Spokeswoman Carmen Romero maintained that "the pace of our operations continues unabated. The ambition and the position of our strikes has not changed."

She said that relieving the siege of Misrata, a rebel enclave in the west, remained the priority but conceded that Gaddafi's army was proving a resourceful, elusive target.

"The situation on the ground is constantly evolving. Gaddafi's forces are changing tactics, using civilian vehicles, hiding tanks in cities such as Misrata and using human shields to hide behind," Romero told reporters in Brussels.

She reiterated NATO's position that air power had destroyed 30 percent of Gaddafi's military capacity thus far.

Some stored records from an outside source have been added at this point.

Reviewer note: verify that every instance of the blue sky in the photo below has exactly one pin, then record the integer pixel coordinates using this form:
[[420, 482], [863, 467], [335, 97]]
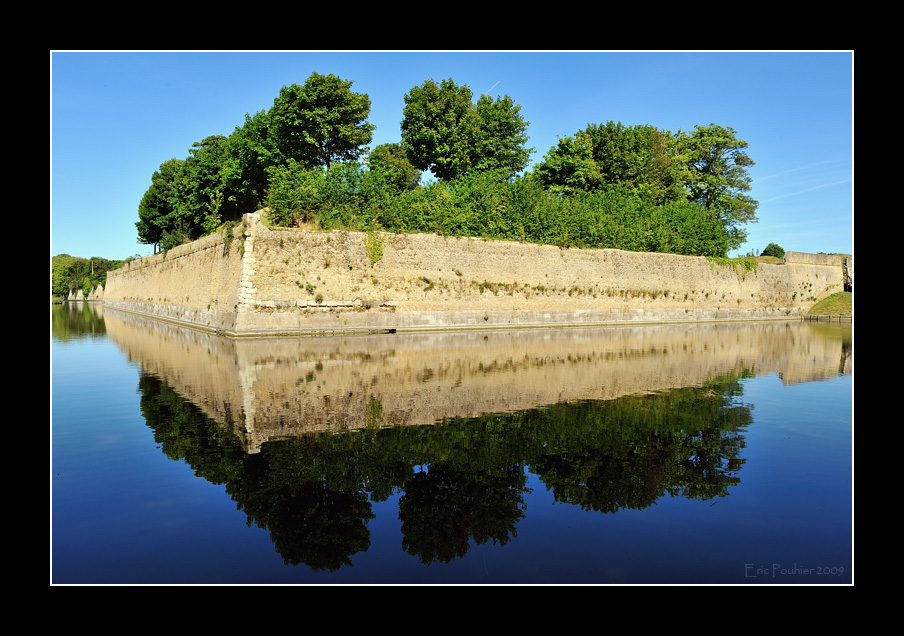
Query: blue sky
[[116, 116]]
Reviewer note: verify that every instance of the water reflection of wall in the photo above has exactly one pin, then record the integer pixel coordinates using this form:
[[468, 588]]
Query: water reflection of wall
[[277, 388]]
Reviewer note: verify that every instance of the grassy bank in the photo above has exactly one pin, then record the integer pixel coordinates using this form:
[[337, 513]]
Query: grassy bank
[[838, 304]]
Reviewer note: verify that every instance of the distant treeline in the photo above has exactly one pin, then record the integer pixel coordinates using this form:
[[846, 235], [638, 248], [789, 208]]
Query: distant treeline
[[306, 158], [71, 273]]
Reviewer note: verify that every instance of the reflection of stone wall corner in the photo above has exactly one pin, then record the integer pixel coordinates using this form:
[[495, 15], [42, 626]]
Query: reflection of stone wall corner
[[298, 282]]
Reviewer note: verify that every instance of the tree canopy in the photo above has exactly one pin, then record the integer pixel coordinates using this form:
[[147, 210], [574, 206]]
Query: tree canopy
[[608, 185], [321, 122], [706, 166], [445, 132]]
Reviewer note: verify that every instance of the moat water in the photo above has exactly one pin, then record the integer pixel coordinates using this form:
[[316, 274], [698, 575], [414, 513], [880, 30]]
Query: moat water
[[692, 454]]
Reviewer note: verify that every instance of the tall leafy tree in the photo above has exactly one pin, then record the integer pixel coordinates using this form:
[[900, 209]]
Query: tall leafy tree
[[717, 177], [162, 212], [569, 167], [249, 155], [636, 159], [436, 126], [391, 161], [445, 132], [500, 136], [321, 122]]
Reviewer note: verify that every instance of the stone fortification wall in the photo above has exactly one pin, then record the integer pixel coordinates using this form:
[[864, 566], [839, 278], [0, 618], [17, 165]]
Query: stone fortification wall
[[287, 281], [196, 284]]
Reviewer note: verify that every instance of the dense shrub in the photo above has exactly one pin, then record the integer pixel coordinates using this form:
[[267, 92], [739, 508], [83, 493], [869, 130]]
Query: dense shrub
[[773, 250], [488, 205]]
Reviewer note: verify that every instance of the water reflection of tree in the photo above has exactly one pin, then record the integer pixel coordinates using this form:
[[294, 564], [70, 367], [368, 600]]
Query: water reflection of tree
[[74, 320], [464, 480], [444, 508]]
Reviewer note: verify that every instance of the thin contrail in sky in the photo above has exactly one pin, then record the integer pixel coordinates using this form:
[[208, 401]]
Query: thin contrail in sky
[[792, 194]]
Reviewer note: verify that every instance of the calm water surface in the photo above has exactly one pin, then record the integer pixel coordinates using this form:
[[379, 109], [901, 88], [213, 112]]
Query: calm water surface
[[692, 454]]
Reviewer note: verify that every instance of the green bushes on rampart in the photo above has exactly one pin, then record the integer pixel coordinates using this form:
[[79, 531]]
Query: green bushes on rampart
[[489, 206]]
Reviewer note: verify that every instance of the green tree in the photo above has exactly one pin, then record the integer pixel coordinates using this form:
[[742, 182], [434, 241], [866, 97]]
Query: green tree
[[500, 136], [445, 132], [392, 162], [249, 155], [321, 122], [774, 250], [717, 177], [569, 167], [162, 212], [633, 158]]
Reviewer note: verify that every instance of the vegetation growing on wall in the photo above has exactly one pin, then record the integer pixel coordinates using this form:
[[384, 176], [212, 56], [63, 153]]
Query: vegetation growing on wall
[[634, 188], [71, 273]]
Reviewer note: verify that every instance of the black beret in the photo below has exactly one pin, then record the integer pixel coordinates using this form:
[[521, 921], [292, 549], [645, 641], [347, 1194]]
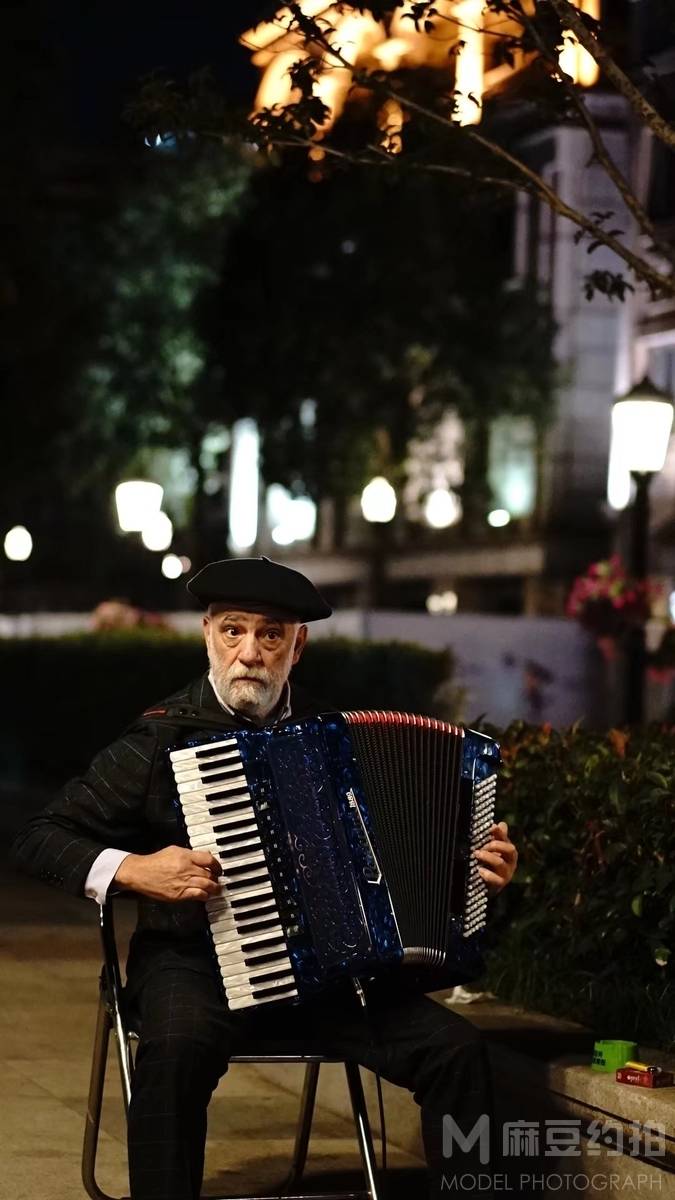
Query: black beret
[[258, 581]]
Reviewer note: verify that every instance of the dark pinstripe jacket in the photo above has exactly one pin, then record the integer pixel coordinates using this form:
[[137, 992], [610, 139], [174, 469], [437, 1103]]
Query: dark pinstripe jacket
[[125, 801]]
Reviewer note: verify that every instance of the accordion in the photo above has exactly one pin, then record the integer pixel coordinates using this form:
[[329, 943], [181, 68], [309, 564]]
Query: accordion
[[346, 843]]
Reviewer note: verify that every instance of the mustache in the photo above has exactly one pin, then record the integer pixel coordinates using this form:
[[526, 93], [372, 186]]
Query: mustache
[[250, 676]]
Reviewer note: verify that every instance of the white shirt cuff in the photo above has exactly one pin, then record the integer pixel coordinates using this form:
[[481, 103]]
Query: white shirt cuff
[[102, 873]]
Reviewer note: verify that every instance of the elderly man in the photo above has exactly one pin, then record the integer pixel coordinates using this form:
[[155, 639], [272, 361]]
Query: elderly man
[[117, 828]]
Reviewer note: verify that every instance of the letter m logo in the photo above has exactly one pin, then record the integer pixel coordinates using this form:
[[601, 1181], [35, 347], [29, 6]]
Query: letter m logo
[[454, 1137]]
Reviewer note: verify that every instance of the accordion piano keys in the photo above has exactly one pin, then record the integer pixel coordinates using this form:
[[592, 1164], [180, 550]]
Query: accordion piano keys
[[345, 843]]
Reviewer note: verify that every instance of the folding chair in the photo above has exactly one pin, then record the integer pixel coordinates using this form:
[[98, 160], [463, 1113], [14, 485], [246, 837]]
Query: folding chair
[[112, 1018]]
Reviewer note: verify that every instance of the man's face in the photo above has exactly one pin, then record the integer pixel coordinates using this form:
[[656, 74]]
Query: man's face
[[251, 654]]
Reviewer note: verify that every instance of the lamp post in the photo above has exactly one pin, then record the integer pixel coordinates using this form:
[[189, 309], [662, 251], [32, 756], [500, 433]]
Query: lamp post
[[378, 508], [641, 421]]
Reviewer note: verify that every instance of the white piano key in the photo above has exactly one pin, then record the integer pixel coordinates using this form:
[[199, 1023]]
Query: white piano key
[[198, 793], [240, 810], [244, 861], [201, 825], [236, 958], [254, 1001], [257, 904], [189, 751], [227, 930], [238, 975], [239, 990], [201, 772], [243, 976], [257, 889], [205, 840], [226, 847], [266, 911], [251, 941], [225, 785]]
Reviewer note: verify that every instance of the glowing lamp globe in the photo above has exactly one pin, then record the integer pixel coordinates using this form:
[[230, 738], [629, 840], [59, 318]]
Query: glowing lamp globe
[[137, 501], [172, 567], [18, 544], [157, 532], [641, 423], [378, 501]]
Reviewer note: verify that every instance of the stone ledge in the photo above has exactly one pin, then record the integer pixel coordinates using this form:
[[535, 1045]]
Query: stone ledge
[[542, 1071]]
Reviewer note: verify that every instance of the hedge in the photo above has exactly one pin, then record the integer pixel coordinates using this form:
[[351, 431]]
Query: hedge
[[587, 928], [65, 697]]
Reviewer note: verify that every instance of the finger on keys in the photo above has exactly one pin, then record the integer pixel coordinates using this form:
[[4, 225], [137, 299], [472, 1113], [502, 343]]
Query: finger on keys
[[204, 858], [500, 847]]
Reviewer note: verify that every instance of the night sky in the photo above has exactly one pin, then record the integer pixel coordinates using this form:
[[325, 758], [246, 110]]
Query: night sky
[[94, 54]]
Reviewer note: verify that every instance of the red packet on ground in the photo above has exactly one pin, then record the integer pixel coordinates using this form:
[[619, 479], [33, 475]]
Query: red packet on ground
[[652, 1078]]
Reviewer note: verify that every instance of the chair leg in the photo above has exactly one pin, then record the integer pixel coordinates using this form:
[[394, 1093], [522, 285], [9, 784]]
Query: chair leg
[[304, 1129], [94, 1103], [363, 1129]]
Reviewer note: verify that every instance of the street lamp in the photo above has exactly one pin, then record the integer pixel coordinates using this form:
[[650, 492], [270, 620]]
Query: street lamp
[[137, 501], [641, 421], [378, 501]]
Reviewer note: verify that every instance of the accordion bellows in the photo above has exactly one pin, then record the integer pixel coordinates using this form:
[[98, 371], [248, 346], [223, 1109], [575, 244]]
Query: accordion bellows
[[346, 846]]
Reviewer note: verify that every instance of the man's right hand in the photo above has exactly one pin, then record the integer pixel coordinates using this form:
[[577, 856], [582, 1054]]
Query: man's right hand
[[171, 874]]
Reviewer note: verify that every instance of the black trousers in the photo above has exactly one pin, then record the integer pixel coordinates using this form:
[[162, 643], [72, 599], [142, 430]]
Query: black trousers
[[187, 1036]]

Western air power has fashioned a rough military balance in Libya, preventing Gaddafi troops from overrunning the motley rebel force dominating the east -- but not forceful enough for the insurgents to advance solidly hundreds of kilometers along the Mediterranean coast to the capital Tripoli in the west.

Masrafy told Reuters that the front line was about 20 km (12 miles) east of Brega, the focus of a weeklong to-and-fro battle. A sustained government assault on Tuesday drove rebels about halfway back to Ajdabiyah, gateway to their Benghazi powerbase.

Tuesday's pullback "wasn't a full withdrawal, it's back and forth," said Hossam Ahmed, a defector from Gaddafi's army as pick-ups loaded with machineguns and rocket launchers rolled westwards while several families fleeing the fighting in cars packed with their belongings passed in the opposite direction.

Journalists were prevented on Wednesday from heading west from Ajdabiyah, making it difficult to assess the fighting.

Like other rebels, Ahmed expressed frustration at what he called NATO's hesitant approach. "There have been no air strikes. We hear the sound, but they don't bomb anything."